Audio and video models (multichannels)

When you index by one channel, you get partial results for those models.

  • Keywords extraction: Extracts keywords from speech and visual text.
  • Named entities extraction: Extracts brands, locations, and people from speech and visual text through natural language processing (NLP).
  • Topic inference: Extracts topics based on various keywords (for example, the keywords 'Stock Exchange' and 'Wall Street' produce the topic 'Economics'). The model uses three different ontologies (IPTC, Wikipedia, and the Video Indexer hierarchical topic ontology). The model uses transcription (spoken words), OCR content (visual text), and celebrities recognized in the video by using the Video Indexer facial recognition model.
  • Artifacts: Extracts a rich set of "next level of details" artifacts for each of the models.
  • Sentiment analysis: Identifies positive, negative, and neutral sentiments from speech and visual text.

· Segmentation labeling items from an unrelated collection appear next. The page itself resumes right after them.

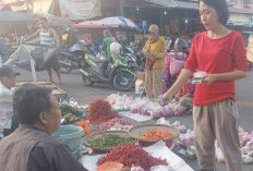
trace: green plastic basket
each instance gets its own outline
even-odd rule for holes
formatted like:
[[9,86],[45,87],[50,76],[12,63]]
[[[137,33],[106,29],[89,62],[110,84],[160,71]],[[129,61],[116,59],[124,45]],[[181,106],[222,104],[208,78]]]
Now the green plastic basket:
[[52,136],[62,139],[70,147],[74,156],[76,156],[76,151],[79,151],[82,146],[83,135],[83,129],[76,125],[61,125],[58,131],[52,133]]

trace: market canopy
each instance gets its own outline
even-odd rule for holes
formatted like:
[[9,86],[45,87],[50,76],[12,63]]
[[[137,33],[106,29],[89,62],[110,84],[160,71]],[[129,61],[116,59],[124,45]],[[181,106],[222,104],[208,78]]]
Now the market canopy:
[[82,22],[79,24],[71,24],[71,27],[74,28],[110,28],[106,25],[96,25],[96,24],[87,24],[87,22]]
[[[134,23],[132,20],[123,17],[123,16],[112,16],[112,17],[105,17],[98,21],[87,21],[80,23],[79,25],[93,25],[94,27],[101,27],[101,26],[108,26],[108,27],[115,27],[115,28],[129,28],[134,29],[137,32],[141,32],[142,29],[140,26]],[[76,27],[76,25],[74,25]]]
[[2,11],[0,12],[0,23],[26,23],[31,19],[25,13],[14,11]]

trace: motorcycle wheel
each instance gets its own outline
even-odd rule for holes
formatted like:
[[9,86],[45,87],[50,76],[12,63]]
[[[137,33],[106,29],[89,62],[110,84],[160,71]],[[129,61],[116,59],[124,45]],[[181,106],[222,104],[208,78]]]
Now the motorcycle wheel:
[[0,63],[4,63],[4,62],[7,62],[8,60],[9,60],[9,56],[7,56],[7,54],[0,54]]
[[[68,58],[65,58],[65,57],[60,57],[60,61],[63,61],[63,62],[67,62],[67,63],[71,64],[71,61]],[[61,73],[69,74],[71,72],[71,70],[72,70],[72,68],[69,68],[69,66],[60,64],[60,71],[61,71]]]
[[118,72],[113,77],[113,87],[119,90],[130,90],[134,85],[134,76],[128,72]]
[[92,77],[92,74],[91,74],[91,70],[86,69],[85,71],[87,73],[89,73],[89,75],[85,76],[85,75],[82,74],[82,78],[83,78],[84,85],[92,86],[95,82],[93,81],[93,77]]

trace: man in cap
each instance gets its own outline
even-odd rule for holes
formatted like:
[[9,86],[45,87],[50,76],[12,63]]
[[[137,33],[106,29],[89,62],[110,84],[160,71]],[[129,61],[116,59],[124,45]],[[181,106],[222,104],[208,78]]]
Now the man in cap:
[[14,132],[19,126],[16,118],[13,115],[13,101],[11,88],[16,84],[16,75],[11,68],[0,68],[0,138]]
[[0,141],[1,170],[87,171],[67,144],[51,136],[60,127],[61,110],[52,90],[24,84],[13,93],[20,126]]
[[108,59],[111,60],[110,45],[111,42],[116,42],[116,39],[115,37],[111,36],[109,29],[105,29],[103,32],[103,35],[104,35],[104,41],[103,41],[101,50],[106,50]]

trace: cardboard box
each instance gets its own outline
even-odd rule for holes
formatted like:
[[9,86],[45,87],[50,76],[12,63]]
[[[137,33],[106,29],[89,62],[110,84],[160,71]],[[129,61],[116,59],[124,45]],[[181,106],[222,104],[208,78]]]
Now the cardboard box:
[[[32,81],[27,81],[27,82],[17,82],[14,89],[15,88],[19,88],[20,86],[22,86],[23,84],[25,83],[34,83]],[[65,98],[67,97],[67,93],[61,89],[60,87],[58,87],[57,85],[55,85],[53,83],[51,82],[48,82],[48,81],[37,81],[36,84],[38,85],[44,85],[48,88],[51,88],[52,89],[52,95],[57,98],[57,99],[60,99],[60,98]]]

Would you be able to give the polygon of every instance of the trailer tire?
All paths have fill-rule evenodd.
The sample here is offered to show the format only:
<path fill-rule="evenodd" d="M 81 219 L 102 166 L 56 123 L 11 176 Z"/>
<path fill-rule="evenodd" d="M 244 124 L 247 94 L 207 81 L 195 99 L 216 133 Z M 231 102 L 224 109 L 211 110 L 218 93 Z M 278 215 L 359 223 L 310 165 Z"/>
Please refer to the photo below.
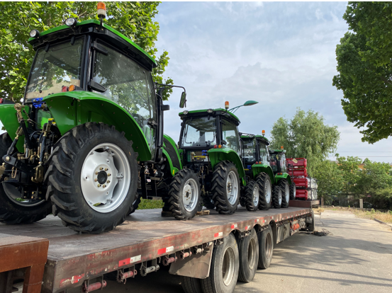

How can I get started with Azure AI Video Indexer?

Learn how to get started with Azure AI Video Indexer enabled by Azure Arc.

Learn how to get started with Azure AI Video Indexer.

After you set up the service, start using insights and check out other How to guides.

Compliance, privacy, and security

Note

On June 11, 2020, Microsoft announced that it won't sell facial recognition technology to police departments in the United States until strong regulation, grounded in human rights, is enacted. As such, customers can't use facial recognition features or functionality included in Azure AI services, such as Face or Video Indexer, if a customer is, or is allowing use of such services by or for, a police department in the United States.

Note

To support our Responsible AI principles, access to face identification, customization, and celebrity recognition features is limited based on eligibility and usage criteria. These features are only available to Microsoft managed customers and partners. Use the Face Recognition intake form to apply for access.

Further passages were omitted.